Hancock County prepared for winter weather

With the first snowfall of the season mostly melted, Hancock County road crews say they’re ready for whatever winter may bring.

“We’re in good shape,” said Steve Shuman, street department supervisor for the city of Chester.

Shuman said the city has 150 tons of salt in store. The salt is mixed with an anti-skid material to help with traction.

The city has two plow-and-spreader trucks, with a third available as backup on days when the snowfall is particularly heavy, Shuman said.

Chester crews are responsible for clearing an estimated 25 miles of city streets, not including U.S. Route 30 and state Route 2.

“If we get a chance, we’ll push snow back to the curbs (on Carolina Avenue),” Shuman said.

In New Cumberland, city officials have 125 tons of salt on order for the season, with about 25 tons sitting in the salt bay, Mayor Linda McNeil said.

“We’re all set. We just received it last week,” she said, noting that the salt has a de-icing additive that prevents it from hardening in storage.

McNeil said the city’s road crew tries to strike a balance between clearing the roads and maintaining access to properties.

“In keeping the roads clear, residents sometimes have issues with driveways being blocked,” she said.

Unlike Ohio and Pennsylvania, where counties and townships maintain their own roads, the task of snow removal in West Virginia falls primarily on city street departments and the state Department of Transportation’s Division of Highways.

In Hancock County, the snow-removal fleet is maintained at the Division of Highways’ garage on state Route 8, which also is used for road salt storage. The fleet is responsible for snow removal on all state routes and county roads in Hancock County’s unincorporated areas, as well as state routes running through the cities of Chester, New Cumberland and Weirton.

The state has budgeted an estimated $555,000 for the snow removal and ice control season in Hancock County, which runs from Nov. 1 through March 31, said Carrie Bly, spokeswoman for the Division of Highways.

Hancock County Highway Administrator Jim Witherow said the county garage has a store of 1,300 tons of salt and 1,000 tons of cinders.

“For the first loads on the main highways, we use straight salt.
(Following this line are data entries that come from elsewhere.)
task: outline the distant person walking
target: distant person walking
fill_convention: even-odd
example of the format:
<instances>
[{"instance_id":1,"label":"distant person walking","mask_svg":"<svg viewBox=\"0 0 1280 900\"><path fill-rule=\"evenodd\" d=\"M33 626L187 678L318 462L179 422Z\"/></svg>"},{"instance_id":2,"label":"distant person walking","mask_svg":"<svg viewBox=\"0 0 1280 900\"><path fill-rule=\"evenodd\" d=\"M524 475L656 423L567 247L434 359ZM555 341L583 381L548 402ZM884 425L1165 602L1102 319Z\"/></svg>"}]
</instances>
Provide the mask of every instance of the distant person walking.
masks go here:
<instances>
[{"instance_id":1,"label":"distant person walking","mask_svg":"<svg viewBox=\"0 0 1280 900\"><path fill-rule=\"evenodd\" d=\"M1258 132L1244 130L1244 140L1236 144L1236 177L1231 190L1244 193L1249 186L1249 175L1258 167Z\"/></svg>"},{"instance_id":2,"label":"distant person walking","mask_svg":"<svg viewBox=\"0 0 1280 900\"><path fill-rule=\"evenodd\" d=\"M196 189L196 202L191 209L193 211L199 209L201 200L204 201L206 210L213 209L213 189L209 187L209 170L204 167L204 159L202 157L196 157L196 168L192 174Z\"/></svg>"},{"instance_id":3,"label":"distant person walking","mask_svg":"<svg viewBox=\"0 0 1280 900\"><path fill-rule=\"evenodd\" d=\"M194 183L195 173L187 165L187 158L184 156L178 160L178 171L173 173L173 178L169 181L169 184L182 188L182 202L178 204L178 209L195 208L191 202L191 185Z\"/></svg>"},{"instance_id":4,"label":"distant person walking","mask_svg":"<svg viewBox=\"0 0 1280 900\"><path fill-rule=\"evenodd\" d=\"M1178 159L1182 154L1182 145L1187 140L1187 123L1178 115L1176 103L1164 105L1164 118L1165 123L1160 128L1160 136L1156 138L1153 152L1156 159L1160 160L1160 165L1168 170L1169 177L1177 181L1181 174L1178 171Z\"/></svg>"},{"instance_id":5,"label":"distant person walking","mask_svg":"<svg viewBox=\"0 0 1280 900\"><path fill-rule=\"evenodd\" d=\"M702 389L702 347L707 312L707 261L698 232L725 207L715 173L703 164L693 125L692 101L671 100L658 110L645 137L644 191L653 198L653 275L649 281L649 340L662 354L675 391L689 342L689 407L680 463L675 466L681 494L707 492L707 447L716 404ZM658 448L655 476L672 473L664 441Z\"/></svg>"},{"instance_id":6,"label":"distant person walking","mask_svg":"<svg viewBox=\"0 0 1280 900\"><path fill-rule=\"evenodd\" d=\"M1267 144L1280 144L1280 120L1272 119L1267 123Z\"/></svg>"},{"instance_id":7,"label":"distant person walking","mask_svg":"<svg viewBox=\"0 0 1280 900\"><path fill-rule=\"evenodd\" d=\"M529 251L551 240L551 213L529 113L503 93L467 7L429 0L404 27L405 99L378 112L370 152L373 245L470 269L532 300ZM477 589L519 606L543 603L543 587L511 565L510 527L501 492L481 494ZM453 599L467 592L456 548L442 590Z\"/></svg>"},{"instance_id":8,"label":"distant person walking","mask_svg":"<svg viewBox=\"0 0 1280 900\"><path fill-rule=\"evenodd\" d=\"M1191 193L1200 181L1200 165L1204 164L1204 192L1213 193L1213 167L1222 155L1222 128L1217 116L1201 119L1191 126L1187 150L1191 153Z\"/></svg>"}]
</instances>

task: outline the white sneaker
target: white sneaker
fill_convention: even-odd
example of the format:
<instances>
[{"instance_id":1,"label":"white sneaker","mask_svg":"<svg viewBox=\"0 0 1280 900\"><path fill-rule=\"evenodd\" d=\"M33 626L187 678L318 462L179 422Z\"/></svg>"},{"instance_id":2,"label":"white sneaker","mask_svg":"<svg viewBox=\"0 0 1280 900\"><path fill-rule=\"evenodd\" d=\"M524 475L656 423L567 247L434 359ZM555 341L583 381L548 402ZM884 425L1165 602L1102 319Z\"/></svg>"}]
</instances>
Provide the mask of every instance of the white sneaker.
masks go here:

Each storm’s a bit different. If we determine that it’s needed, we mix cinders in just for traction,” he said.

The garage’s fleet of two tandem trucks, four single-axle trucks and two one-ton trucks handles the main highways (Routes 2, 8 and 30) first, followed by secondary roads, which get a 50/50 mix, and chip-and-seal roads, which get straight cinders, Witherow said.

The county garage also uses flake calcium when the temperatures drop below 20 degrees, he said.

“We mix it as we’re loading it. It helps the salt to react quicker and works at a lower temperature. Salt is good until about 20 degrees, and then it loses its melting capabilities,” Witherow said.

Another substance that some West Virginia counties, including Hancock County, are using is a brine liquid that can be applied to road surfaces prior to the accumulation of snow. Brine is a mix of salt and water that enhances the effectiveness of salt, Bly said.

“Where we are using it, we’re having success because it cuts down on the amount of salt we’re using and the time that our people have to be out there,” Bly said. “As soon as the snow hits the road, it starts to melt, so you don’t have to plow as much.”

New Cumberland officials learned about brine use at a snow and ice control workshop in October.